Die Verhandlungen in Köln dauerten bis spät in die Abendstunden, sodass sich die Deutsche Forfait erst heute Vormittag in der Lage sah, eine ad-hoc-Mitteilung zu veröffentlichen. Der Aktienkurs reagierte zunächst nicht, der Kurs der Mittelstandsanleihe kletterte um 2,3 Prozent auf 44 Prozent des Nennwertes.

Unsicherheit bleibt: Gelingt die finanzielle Restrukturierung?

Mit der Zustimmung der Anleihegläubiger hat die Deutsche Forfait nun die letzte Hürde zur Umsetzung des Rettungsplans genommen. „Wir wollen die finanzielle Restrukturierung noch im ersten Halbjahr abschließen“, bestätigte Christoph Charpentier, Leiter Investor Relations, heute gegenüber FINANCE. Die Aktionäre der Deutschen Forfait hatten das Restrukturierungskonzept bereits bei ihrer Hauptversammlung am 22. Januar abgesegnet. Auch die Banken haben nach Angaben von CFO Hock ihre Unterstützung zugesagt. Sie haben eine Senkung der Kreditzinsen für unbesicherte Darlehen in Höhe von etwa 40 Millionen Euro auf 1 Prozent bis Ende 2016 akzeptiert.

Fraglich ist allerdings, wie nachhaltig der verwässerte Rettungsplan ist: Die Zinslast wird nun nicht in dem Maße gesenkt, wie es sich die Deutsche Forfait das vorgestellt hatte. Das operative Geschäft muss schneller wieder Tritt fassen, um die volle Zinszahlung für 2018 zu erwirtschaften.

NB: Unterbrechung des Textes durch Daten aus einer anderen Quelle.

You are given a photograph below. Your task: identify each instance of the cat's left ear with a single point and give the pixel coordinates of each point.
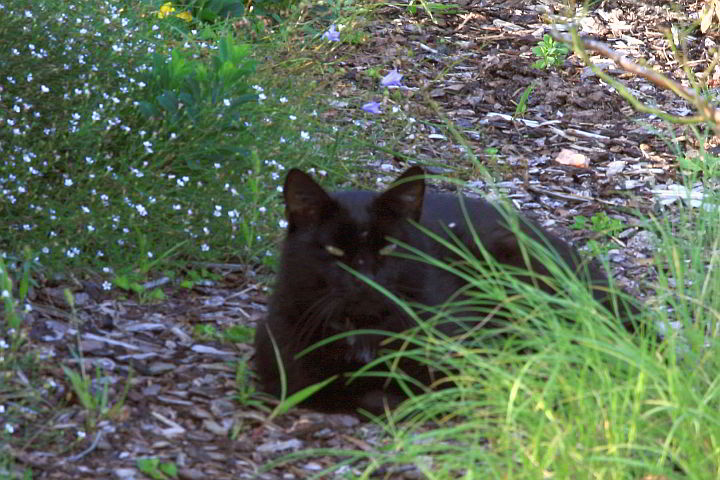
(405, 197)
(306, 203)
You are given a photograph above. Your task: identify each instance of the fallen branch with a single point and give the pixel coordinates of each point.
(707, 113)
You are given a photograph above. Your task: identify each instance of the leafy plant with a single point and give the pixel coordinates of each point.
(95, 399)
(521, 106)
(157, 470)
(239, 334)
(204, 331)
(550, 53)
(186, 86)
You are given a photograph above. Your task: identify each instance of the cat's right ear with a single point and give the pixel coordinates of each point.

Die zweite Komponente zur Entlastung der Bilanz ist ein Debt-to-Equity-Swap, bei dem Anleihegläubiger ihre Schuldverschreibungen in Anteile wechseln können. Doch auch dieser Punkt birgt Unsicherheiten: Der Debt-to-Equity-Swap ist freiwillig – wie viele Anleihegläubiger ihre Anleihen tatsächlich gegen Aktien eintauschen werden, ist unklar. Charpentier zeigt sich optimistisch: „Viele wichtige Gläubiger haben ihre Bereitschaft dazu erklärt.“ Einige institutionelle Investoren der Deutschen Forfait verstehen sich nach eigenem Bekunden jedoch nur als Bond- und nicht als Shareholder – sie wollen daher nicht teilnehmen.

Kapitalerhöhung soll Eigenkapital der Deutschen Forfait stärken

Sicher ist dagegen, dass es zwei Kapitalerhöhungen geben wird: Die erste um 3,4 Millionen neue Aktien dient der Finanzierung des Debt-to-Equity-Swaps, die zweite über bis zu 6,8 Millionen Aktien der Stärkung des Eigenkapitals. Das ist auch bitter notwendig: Zum Ende des dritten Quartals 2014 stand ein negatives Eigenkapital von 1,3 Millionen Euro zu Buche.

Das ist dem massiven Einbruch des Geschäft des Exportfinanzierers geschuldet: In den ersten neun Monaten des Jahres 2014 musste das Unternehmen einen Verlust von 11,5 Millionen Euro verbuchen. Zum Vergleich: Im Vorjahreszeitraum hatte der Gewinn bei 1,3 Millionen Euro gelegen.

Die US-Behörde OFAC hatte die Deutsche Forfait zu Jahresbeginn wegen angeblicher Verstöße gegen Iran-Sanktionen auf ihre schwarze Liste gesetzt – und damit komplett vom wichtigen US-Dollar-Geschäft abgeschnitten: . Die Deutsche Forfait wickelt normalerweise zwei Drittel ihres Geschäfts in dieser Währung ab. Acht Monate konnte die Deutsche Forfait faktisch keine neuen Geschäfte abschließen, bis die OFAC den Außenhandelsfinanzierer im Oktober schließlich von der Liste strich und rehabilitierte.